What the AxEMU Liquid Cooling Garment Is—and Why It Matters
The AxEMU Liquid Cooling and Ventilation Garment is a form-fitting inner “safety suit” that uses circulating water and controlled airflow to manage astronauts’ body heat, breathing environment, and comfort during long spacewalks on the Moon, turning advanced textile engineering into a critical layer of life support inside the spacesuit. Developed by Axiom Space and Prada, this AxEMU liquid cooling garment sits directly against the skin and will be worn on the NASA Artemis IV mission. While the outer suit shields against radiation, vacuum, and micrometeoroids, this inner layer keeps the astronaut’s body within safe limits for up to eight hours of lunar activity. It cools muscles, moves fresh oxygen, and helps remove carbon dioxide, so crew members can focus on science and exploration rather than fighting heat stress or breathing problems.
How Liquid Cooling Keeps Astronauts from Overheating on the Moon
During a lunar spacewalk, heavy exertion inside an airtight suit traps metabolic heat that cannot escape through sweat or natural air circulation. The Prada spacesuit Artemis astronauts will wear solves this with a dense mesh of narrow tubes built into the LCVG. Chilled water flows across major muscle groups, absorbing excess heat and carrying it back to the portable life-support system, which expels that heat into space. To guard against failure far from immediate rescue, the garment includes a fully redundant cooling circuit that can take over if the primary loop stops working. This approach reflects a core principle of spacesuit engineering design: any system that protects life during extravehicular activity should avoid single points of failure. Even though the plumbing is hidden, its performance sets the ceiling for how long and how hard astronauts can work on the lunar surface.
Ventilation, Breathing, and the Invisible Work of Life Support
Cooling is only half the story. In a sealed AxEMU suit, every breath adds carbon dioxide to a small volume of air that must be constantly cleaned. The LCVG supports this by hosting a separate ventilation loop that delivers fresh oxygen and helps sweep exhaled gas out of the helmet. Through dedicated tubing, oxygen flows across the astronaut’s face, creating a steady breeze that pushes carbon dioxide toward chemical scrubbers in the life-support backpack. There, carbon dioxide is removed and oxygen is recirculated. This prevents pockets of CO₂ from forming around the mouth and nose during demanding tasks. According to Axiom Space’s Russell Ralston, “Every minute astronauts spend outside their vehicle, the LCVG is working to keep them safe.” Stable ventilation is as vital as temperature control to prevent dizziness, fatigue, and impaired decision-making during long Artemis moonwalks.

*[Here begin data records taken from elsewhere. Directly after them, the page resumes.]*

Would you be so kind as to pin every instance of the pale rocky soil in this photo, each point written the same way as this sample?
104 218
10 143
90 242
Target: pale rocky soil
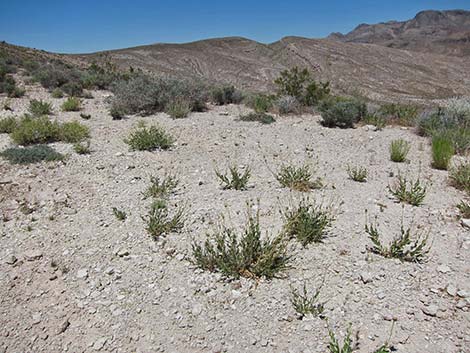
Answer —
84 281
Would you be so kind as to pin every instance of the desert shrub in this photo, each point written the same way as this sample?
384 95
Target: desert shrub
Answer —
82 148
399 150
262 118
178 108
460 177
245 254
305 302
159 222
7 125
402 247
287 105
57 93
145 138
234 179
298 178
39 107
73 132
341 112
39 130
299 83
161 187
442 151
72 104
226 95
32 154
401 114
464 208
408 191
307 222
119 214
357 173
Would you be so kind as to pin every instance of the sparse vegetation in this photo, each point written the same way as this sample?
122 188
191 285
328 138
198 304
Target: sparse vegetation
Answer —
357 173
306 303
245 254
234 179
402 247
298 178
161 187
72 104
399 150
159 222
31 154
408 191
307 222
39 107
145 138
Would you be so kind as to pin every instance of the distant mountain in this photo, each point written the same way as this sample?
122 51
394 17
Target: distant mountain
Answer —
438 32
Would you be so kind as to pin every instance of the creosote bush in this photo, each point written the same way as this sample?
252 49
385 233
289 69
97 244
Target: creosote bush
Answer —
159 221
357 173
298 178
39 107
402 247
234 179
308 222
145 138
408 191
161 187
399 150
306 303
72 104
460 177
31 154
245 254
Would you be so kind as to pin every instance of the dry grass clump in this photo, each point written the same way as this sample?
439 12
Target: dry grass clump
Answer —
234 179
298 178
244 254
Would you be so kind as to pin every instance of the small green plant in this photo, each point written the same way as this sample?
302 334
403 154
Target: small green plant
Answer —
73 132
408 191
460 177
357 173
335 346
145 138
120 215
57 93
235 179
464 208
39 107
402 246
307 222
7 125
82 148
178 109
159 222
442 151
262 118
306 303
399 150
32 154
72 104
244 255
298 178
161 187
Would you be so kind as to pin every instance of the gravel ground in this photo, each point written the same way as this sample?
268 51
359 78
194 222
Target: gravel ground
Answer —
74 278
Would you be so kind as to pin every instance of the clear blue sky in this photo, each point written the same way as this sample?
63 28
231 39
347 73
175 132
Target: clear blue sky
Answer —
80 26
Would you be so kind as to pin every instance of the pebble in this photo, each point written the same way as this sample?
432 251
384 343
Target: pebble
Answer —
33 255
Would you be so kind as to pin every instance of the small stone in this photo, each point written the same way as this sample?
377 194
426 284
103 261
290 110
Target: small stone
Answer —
430 310
82 273
33 255
366 277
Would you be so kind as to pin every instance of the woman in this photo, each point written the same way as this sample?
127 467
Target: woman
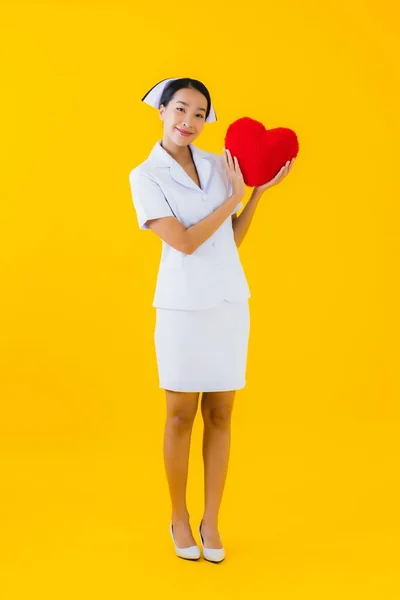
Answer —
189 198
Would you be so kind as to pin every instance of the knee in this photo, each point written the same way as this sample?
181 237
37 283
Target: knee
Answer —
180 422
218 417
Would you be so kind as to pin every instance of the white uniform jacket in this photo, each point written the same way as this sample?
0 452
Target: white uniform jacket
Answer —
213 273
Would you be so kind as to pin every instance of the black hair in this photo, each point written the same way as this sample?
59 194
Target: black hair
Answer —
185 82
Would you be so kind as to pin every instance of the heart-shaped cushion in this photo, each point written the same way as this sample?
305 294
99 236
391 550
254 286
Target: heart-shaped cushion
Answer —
261 152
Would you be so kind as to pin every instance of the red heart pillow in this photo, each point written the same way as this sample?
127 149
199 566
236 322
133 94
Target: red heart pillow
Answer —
261 152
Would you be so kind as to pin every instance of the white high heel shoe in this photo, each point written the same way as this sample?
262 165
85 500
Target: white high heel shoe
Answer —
189 553
211 554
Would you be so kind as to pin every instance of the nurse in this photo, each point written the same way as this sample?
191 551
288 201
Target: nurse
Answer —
189 198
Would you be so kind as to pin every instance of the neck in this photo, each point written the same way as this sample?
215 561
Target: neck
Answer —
181 154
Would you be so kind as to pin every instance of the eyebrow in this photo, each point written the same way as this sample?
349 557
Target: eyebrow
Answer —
186 104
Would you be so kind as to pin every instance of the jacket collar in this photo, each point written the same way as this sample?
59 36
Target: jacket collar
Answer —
160 158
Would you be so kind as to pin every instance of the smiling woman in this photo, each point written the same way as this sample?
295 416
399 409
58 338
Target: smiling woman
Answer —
187 197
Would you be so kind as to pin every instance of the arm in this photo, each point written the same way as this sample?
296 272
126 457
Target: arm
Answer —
241 224
188 240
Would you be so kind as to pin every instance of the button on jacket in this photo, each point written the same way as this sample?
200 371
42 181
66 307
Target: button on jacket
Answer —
213 273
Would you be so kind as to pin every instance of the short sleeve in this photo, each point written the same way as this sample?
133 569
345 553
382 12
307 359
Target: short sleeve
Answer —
148 199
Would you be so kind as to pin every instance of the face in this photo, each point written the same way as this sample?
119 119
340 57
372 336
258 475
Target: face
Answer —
186 111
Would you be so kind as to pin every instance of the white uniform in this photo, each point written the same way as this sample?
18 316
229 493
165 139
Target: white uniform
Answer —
201 299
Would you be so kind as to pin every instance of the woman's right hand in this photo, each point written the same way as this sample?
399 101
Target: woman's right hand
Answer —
235 174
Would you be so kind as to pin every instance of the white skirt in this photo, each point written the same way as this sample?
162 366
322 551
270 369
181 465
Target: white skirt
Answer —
203 350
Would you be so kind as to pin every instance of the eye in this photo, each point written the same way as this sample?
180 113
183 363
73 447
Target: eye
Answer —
198 115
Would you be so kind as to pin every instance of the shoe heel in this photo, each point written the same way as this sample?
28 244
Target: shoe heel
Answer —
215 555
189 553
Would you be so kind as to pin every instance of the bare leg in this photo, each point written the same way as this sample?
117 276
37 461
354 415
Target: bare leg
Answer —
181 412
216 409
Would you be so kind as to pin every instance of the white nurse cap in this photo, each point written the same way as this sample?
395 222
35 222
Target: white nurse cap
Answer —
153 97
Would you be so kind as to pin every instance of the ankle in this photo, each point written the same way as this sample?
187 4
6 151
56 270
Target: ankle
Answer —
210 521
180 517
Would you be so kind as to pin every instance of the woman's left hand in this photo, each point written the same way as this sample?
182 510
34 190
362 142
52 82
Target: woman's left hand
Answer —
284 171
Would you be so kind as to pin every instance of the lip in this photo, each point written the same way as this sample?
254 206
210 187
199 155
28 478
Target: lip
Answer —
185 133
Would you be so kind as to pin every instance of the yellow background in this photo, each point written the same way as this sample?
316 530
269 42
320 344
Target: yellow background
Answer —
311 502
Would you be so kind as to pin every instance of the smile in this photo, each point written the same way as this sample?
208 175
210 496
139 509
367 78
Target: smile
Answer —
183 133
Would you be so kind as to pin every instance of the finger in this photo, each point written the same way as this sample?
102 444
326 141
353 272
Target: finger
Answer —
229 158
237 164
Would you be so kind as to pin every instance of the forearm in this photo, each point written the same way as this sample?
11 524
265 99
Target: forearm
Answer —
241 224
204 229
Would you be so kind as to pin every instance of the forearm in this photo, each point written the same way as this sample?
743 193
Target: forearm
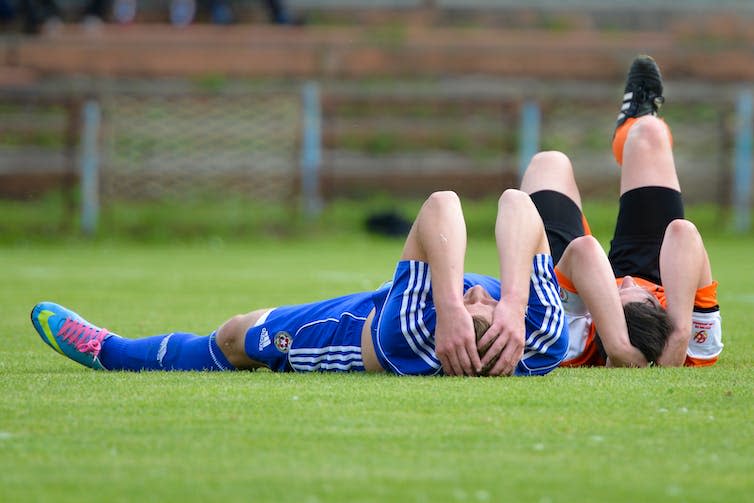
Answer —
520 235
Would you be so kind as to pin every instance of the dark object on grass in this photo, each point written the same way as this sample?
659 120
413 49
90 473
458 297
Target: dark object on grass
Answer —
388 223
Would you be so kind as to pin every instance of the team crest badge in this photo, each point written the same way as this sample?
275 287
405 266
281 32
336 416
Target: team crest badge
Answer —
563 295
701 336
283 341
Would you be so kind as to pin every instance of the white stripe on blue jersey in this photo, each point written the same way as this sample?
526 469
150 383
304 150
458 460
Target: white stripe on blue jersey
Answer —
326 358
412 313
549 331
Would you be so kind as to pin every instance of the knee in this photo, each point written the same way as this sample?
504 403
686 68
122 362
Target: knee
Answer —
681 229
514 198
231 337
444 198
552 158
650 129
550 168
585 249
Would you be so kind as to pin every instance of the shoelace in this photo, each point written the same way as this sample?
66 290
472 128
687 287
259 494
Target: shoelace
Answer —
84 337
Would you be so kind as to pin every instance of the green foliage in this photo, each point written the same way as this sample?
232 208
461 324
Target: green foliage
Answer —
70 434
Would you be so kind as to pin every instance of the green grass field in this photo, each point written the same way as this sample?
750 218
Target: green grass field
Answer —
71 434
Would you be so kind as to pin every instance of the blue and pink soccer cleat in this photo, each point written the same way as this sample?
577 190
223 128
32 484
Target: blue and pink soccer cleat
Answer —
69 334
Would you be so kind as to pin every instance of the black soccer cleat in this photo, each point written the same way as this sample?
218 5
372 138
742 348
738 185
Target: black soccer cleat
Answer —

Where Prada’s Fashion Engineering Meets Spacesuit Design
Prada’s role goes beyond adding a luxury label to the AxEMU liquid cooling garment. The company brought fashion-focused engineering—like advanced 3D modeling and engineered knitting—to build a single, continuous layer that fits close to the body without bulky seams. This smooth construction increases range of motion and helps cooling tubes stay in close contact with skin and muscle, improving heat transfer. It also reduces pressure points that could become painful during eight-hour excursions. Axiom and Prada first worked together on the AxEMU’s outer layer, then moved inward to this more demanding inner suit. As Axiom CEO Jonathan Cirtain explained, “By bringing together the best in both aerospace engineering as well as luxury craftsmanship and advanced product development, we have developed a garment that neither company could have created independently.”
Artemis IV and the Future of Spacesuit Engineering
NASA Artemis IV mission plans call for more ambitious and sustained lunar exploration than Apollo, which means spacesuits must function as wearable spacecraft for longer and more demanding spacewalks. The AxEMU LCVG is tuned for excursions of up to eight hours, balancing thermal control, ventilation, and mobility so astronauts can travel farther and work harder on the surface. Its redundant cooling circuits and dedicated breathing loop match a broader Artemis philosophy: mission-critical systems should not rely on any single component to keep crew members safe. As lunar stays lengthen and science goals grow, spacesuit engineering design will depend even more on cross-disciplinary partnerships. The intersection of Axiom’s aerospace systems and Prada’s textile innovation hints at a future where high-performance space gear looks less like bulky armor and more like precise technical clothing built to live in another world.